Когда я была маленькой, я часто, если не знала, как называется какое-нибудь растение, давала ему название сама. Как правило, это название было связано или с легендой, которую я про него придумывала, или с какими-то моими сложными ассоциациями.
В ребенке вообще очень много от демиурга, который идет по только что созданному миру — и дает имена. Или от первого человека в этом мире — одновременно и напуганного, и восхищенного.
И сейчас иногда мне мешает то, что я помню эти данные мной в детстве названия — и не сразу вспоминаю, если вспоминаю вообще, что это не настоящие названия этих растений, что их я сама придумала.
Например, сейчас цветет что-то такое похожее на маленькие белые звездочки в траве — я до сих пор не знаю, как оно называется на самом деле, надо бы выяснить как-нибудь, что ли. А в детстве я называла эти цветы "белокаменка" (или "белокамка", благо ребенок часть корня из слова может потерять как нефиг делать), потому что они ассоциировались у меня со стенами средневековых крепостей, и я представляла себе, что они вырастают там, где лежали камни разрушенных врагом замков. Не только там, конечно — иначе бы что они делали у нас в подмосковном дачном поселке.
А еще где стены, там и затворники — и я представляла себе, как в такое растение превращается девушка, сидящая в заточении долгие, долгие годы.
Еще, я помню, была какая-то "змеиная трава" или "змей-трава" — растение с пушистыми зонтиками цветов и толстыми трубчатыми стеблями. Я верила — не знаю, сама я это придумала или кто-то из старших девчонок сказал — что в них живут змеи, и если сорвать такое растение, а в его стебле окажется змея — то она укусит тебя, и ты умрешь.

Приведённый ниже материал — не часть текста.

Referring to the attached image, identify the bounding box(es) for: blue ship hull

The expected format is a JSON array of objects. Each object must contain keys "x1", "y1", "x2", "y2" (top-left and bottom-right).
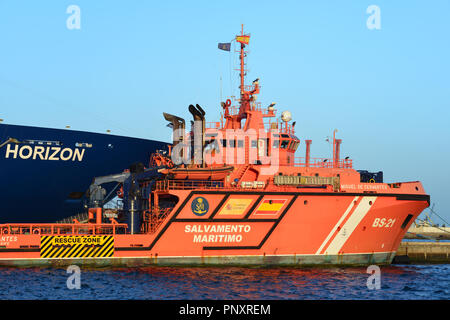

Смерть тогда была очень страшна, но абсолютно нереальна — как символ какого-то невыразимого ужаса, а не прискорбное, но неизбежное в жизни каждого человека событие.
Забавно, что я, если меня не подводит память, давала имена только травам — но не деревьям. То ли все попадавшиеся мне тогда деревья я знала по названиям, то ли относилась к деревьям с пиететом, как ко взрослым — и не считала себя вправе.
Про деревья я помню другое. Когда я была маленькой, мы с мамой жили на Смоленском бульваре — это центр Москвы, и деревья там росли внутри металлических ажурных кованых рам, лежащих на земле. Я не знала, зачем деревья посадили в клетку — в том возрасте я воспринимала это именно так — но предполагала, что это для того, чтобы они не могли вылезти из земли и пойти куда им хочется, чтобы были вынуждены расти именно там, куда их посадили.
Не знаю, откуда у меня возникла эта идея, честно.
Так вот, я представляла себе, как это должно не нравиться деревьям, и как они отомстят людям — то есть нам — если сумеют однажды разбить эти рамы и вырваться на свободу. Что характерно, я считала, что они при этом будут абсолютно правы — и это меня печалило и пугало. Вообще-то всем сердцем я была на стороне деревьев, а не на стороне их тюремщиков людей.
А вот что это были за деревья, я не помню уже. Что росло тридцать лет назад на Смоленском бульваре? Кажется, тополя.